Not a big deal in terms of whats going on in my brain, but its still a relapse none the less. Had a good day overall, talked to like 5 girls, some at the bar, some during the day, but none really led to anything. Still, good practice. I did have a couple drinks though, and it led to a relapse. What was frustrating, was that I went onto a site that plays tv shows, and there were some ads on the side that were of really hot girls, and that kind of got me starting. I had good intentions (watch tv shows), but it ended with me looking at escorts. On the bright side, I looked at only like 4 ads, so it wasn't to bad at all. I ended up MBing, though it was very odd. Maybe it had something to do with me being drunk, but I O'ed before I really even got hard. Weird stuff.
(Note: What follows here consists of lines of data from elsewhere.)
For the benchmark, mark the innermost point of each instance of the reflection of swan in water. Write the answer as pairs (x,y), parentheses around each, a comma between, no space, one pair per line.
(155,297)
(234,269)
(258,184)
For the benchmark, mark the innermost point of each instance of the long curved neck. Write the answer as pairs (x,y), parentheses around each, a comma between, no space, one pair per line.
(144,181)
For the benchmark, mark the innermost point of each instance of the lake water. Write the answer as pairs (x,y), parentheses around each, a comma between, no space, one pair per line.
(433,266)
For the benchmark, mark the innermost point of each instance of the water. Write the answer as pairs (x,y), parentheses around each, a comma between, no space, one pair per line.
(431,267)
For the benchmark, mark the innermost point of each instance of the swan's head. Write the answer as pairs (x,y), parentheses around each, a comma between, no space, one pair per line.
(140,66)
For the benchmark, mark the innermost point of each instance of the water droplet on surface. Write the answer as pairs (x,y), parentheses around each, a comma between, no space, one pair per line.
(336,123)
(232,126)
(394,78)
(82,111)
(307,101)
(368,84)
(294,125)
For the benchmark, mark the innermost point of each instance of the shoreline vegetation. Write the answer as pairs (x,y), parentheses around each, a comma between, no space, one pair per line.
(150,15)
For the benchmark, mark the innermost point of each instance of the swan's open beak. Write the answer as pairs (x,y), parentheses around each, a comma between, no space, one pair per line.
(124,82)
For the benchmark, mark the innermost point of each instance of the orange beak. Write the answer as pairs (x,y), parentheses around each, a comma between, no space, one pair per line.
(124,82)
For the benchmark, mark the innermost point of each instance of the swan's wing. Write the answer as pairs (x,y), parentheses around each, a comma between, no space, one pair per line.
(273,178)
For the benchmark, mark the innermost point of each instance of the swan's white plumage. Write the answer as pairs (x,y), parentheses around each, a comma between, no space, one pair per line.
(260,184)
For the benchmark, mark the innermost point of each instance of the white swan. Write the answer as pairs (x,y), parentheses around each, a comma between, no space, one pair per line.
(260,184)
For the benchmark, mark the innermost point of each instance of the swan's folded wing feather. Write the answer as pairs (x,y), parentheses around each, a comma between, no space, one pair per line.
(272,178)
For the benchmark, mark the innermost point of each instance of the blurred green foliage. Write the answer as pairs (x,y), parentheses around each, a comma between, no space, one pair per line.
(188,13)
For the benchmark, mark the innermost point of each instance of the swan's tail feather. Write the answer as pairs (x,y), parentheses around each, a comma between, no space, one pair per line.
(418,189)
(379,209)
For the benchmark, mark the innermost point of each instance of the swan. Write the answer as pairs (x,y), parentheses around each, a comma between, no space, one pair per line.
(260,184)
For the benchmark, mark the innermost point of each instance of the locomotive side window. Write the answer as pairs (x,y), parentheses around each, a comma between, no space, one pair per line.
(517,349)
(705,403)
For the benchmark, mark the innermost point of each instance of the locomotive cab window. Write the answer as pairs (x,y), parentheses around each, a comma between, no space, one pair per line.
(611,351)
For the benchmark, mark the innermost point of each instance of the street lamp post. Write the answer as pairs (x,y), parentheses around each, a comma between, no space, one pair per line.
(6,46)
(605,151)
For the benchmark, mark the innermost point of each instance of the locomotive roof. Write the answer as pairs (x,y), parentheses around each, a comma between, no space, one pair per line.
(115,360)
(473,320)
Drinking is fun, but honestly, its something I have to be very careful with. When I relapsed, it was like my streak and this site didn't even exist. Had I thought of this site or the streak, I may have been ok. Also, I think about girls that I know/ have met that are unavailable, but that I liked a lot, and perhaps liked me, and I think about how visiting an escort is, in their eyes, probably so repulsive. I know I shouldn't care so much about what others think, but in this case, I really can't help it. I guess everyone's got their "dark side" though, and I just have to keep working towards defeating mine.
Oh well, just gotta start back up again. While I have other means of getting online, I am going to start "selfcontrolling" my cpu in order to remind myself of what i'm doing.